O resultado de todas essas atividades industriais é o que as corporações, e seus políticos pagos, chamam eufemisticamente de ‘zonas de sacrifício’, ou seja, regiões onde se decide sacrificar populações e todas as espécies animais e vegetais, supostamente em prol do benefício econômico de todo o país. Mas, na realidade não é isso que acontece, uma vez que a maior parte dos imensos lucros que essas atividades geram vão para os bolsos das grandes corporações multinacionais responsáveis por estes atos danosos de exploração.

As ‘populações sacrificadas’ das regiões de Mendoza, Chubut ou Vaca Muerta na Argentina, das margens do rio Colorado na Patagônia e de tantos outros lugares da América Latina, da África e do resto do Sul Global testemunham as serpentes Kaliyas atuais, representadas pelas empresas transnacionais de mineração e petróleo do Norte Global. E isso inclui os políticos locais subornados e a serviço dessas empresas em suas regiões.

 

Fontes

  • Bhagavata Purana (2010). Krishna chastises the serpent Kaliya. In the Bhagavata Purana, Chant 10, Ch. 16, 1-67. Disponível em: http://srimadbhagavatam.com/10/16/en

 

Associado ao texto da Carta da Terra

Princípio 10d: Exigir que as corporações multinacionais e as organizações financeiras internacionais atuem com transparência em benefício do bem comum e responsabilizá-las pelas consequências das suas atividades.

 

Outras passagens que esta história ilustra

Princípio 5: Proteger e restaurar a integridade dos sistemas ecológicos da Terra, com especial preocupação pela diversidade biológica e pelos processos naturais que sustentam a vida.

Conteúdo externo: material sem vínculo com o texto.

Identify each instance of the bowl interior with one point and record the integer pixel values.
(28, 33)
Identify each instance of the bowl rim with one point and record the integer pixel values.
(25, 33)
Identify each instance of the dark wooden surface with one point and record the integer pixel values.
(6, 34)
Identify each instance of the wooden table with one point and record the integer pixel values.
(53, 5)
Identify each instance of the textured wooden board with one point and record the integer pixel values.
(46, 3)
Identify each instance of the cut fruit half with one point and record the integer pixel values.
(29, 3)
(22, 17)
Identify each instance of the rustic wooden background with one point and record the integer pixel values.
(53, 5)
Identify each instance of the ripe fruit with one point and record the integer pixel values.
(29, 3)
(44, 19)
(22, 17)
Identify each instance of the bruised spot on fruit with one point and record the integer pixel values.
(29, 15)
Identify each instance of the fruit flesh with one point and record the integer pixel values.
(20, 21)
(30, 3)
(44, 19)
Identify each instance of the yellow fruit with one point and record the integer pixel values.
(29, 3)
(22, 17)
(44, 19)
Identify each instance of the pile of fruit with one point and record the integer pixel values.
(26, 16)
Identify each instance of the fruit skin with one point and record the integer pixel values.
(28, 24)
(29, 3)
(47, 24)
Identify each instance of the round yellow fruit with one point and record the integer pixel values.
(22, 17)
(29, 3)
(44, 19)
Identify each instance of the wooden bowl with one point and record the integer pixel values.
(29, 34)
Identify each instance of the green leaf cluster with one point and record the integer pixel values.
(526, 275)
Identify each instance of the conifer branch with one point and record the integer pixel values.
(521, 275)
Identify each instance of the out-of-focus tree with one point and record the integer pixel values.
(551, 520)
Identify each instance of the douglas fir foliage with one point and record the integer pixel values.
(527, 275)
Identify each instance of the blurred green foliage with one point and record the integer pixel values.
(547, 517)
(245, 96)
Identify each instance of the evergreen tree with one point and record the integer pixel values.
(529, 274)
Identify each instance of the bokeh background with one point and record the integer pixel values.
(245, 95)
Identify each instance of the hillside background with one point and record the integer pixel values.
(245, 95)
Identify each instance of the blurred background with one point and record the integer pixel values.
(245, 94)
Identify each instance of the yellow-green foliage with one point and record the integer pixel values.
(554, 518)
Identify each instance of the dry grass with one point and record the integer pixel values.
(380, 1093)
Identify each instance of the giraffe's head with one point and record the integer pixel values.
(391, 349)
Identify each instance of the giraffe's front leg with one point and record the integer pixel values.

Princípio 5d: Controlar e erradicar organismos não nativos ou modificados geneticamente que causem dano às espécies nativas e ao meio ambiente, e prevenir a introdução desses organismos daninhos.

Princípio 6b: Impor o ônus da prova àqueles que afirmarem que a atividade proposta não causará danos significativos e fazer com que estes grupos sejam responsabilizados pelo prejuízo ambiental.

Princípio 6d: Impedir a poluição de qualquer fração do meio ambiente e não permitir o aumento de substâncias radioativas, tóxicas ou outras substâncias perigosas.